Often, the most provocative ideas arise after swigs of whiskey. This is especially true when a Rolling Stone reporter is around — and, as I recently learned, it's all but guaranteed when that Rolling Stoner is Matt Taibbi, aka the heir to the magazine's gonzo throne.
I had the chance to hang with Taibbi last week after he spoke to a Denver audience about his new book, "Griftopia," which argues that Wall Street's bubble-bailout cycle has been one of the greatest — and least prosecuted — crimes in history. His presentation was serendipitously timed, coming the same week as a local Bonfire of the Vanities-esque scandal was underscoring the speculator class' privilege. In Colorado's own Bonfire of the Rockies, a local prosecutor had just reduced hit-and-run charges against a fund manager because the prosecutor said a felony would have "serious job implications" for the Sherman McCoy in question.
Over drinks in my living room, Taibbi and I pondered the financial Masters of the Universe and their maddening infallibility. I asked him why they never fear facing legal consequences. Do they believe they're untouchable? Or do they know law enforcement won't pursue them? "They're not afraid because other than Bernie Madoff, when was the last time someone on Wall Street faced any real punishment?" he responded. "Sure, a few go to jail once in a while, but they're usually out in a few months and then on the speaking circuit. That's not exactly a deterrent against bad behavior that's making you millions."
Deterrence — it's the vaunted idea behind "tough on crime" sentences for violent offenses. Lock the door, throw away the key, and the theory says that heinous acts will be prevented.
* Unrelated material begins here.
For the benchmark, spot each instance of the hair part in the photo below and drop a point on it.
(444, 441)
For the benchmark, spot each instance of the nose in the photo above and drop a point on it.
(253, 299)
However, things haven't worked out that way because the toughest "tough on crime" policies are most focused on crimes of passion, derangement and destitution — crimes that are often not calculated and therefore not deterrable. This is probably one of the reasons why the murder rate has been higher in death penalty states than in non-death penalty states, leading most criminologists to conclude that capital punishment does not hinder conventional homicide.
But what about crimes of economic homicide? These are the opposite of crimes of passion. When, say, a speculator securitizes bad mortgages and peddles them to pension funds as safe investments, that fraud involves exactly the kind of calculation that might be deterred via the prospect of harsh punishment.
"What if a bank CEO was given life without parole?" I asked Taibbi. "What if instead of country club jail, one of these guys was shown experiencing prison like a regular convict? That would have to stop some of the worst stuff, right?"
"Right, and go a step further," Taibbi countered. "How about putting a few of them in the electric chair? Are you telling me Goldman Sachs execs aren't then going to change?"
We both busted out laughing — and hard. Not at the truth behind the theorizing, but at the idea that any of it would actually happen today. In 2005, Washington couldn't even pass a post-Enron proposal to hold CEOs legally liable for their companies' corporate tax fraud. So the notion that the same money-dominated capital will now subject CEOs to anything remotely "tough on crime" is, well, far-fetched.
And yet, the hypothetical is compelling, isn't it? That's because it highlights how our society misapplies deterrence — and how it might apply the concept more successfully.
The necessity of such a criminal justice shift should be obvious. With financial fraud now so sophisticated and pervasive, we clearly need zero-tolerance solutions to change Wall Street's culture. Indeed, without true shock-and-awe deterrence, most regulatory reform will likely be an ineffectual thumb in the economic dike — just as the thieves desire.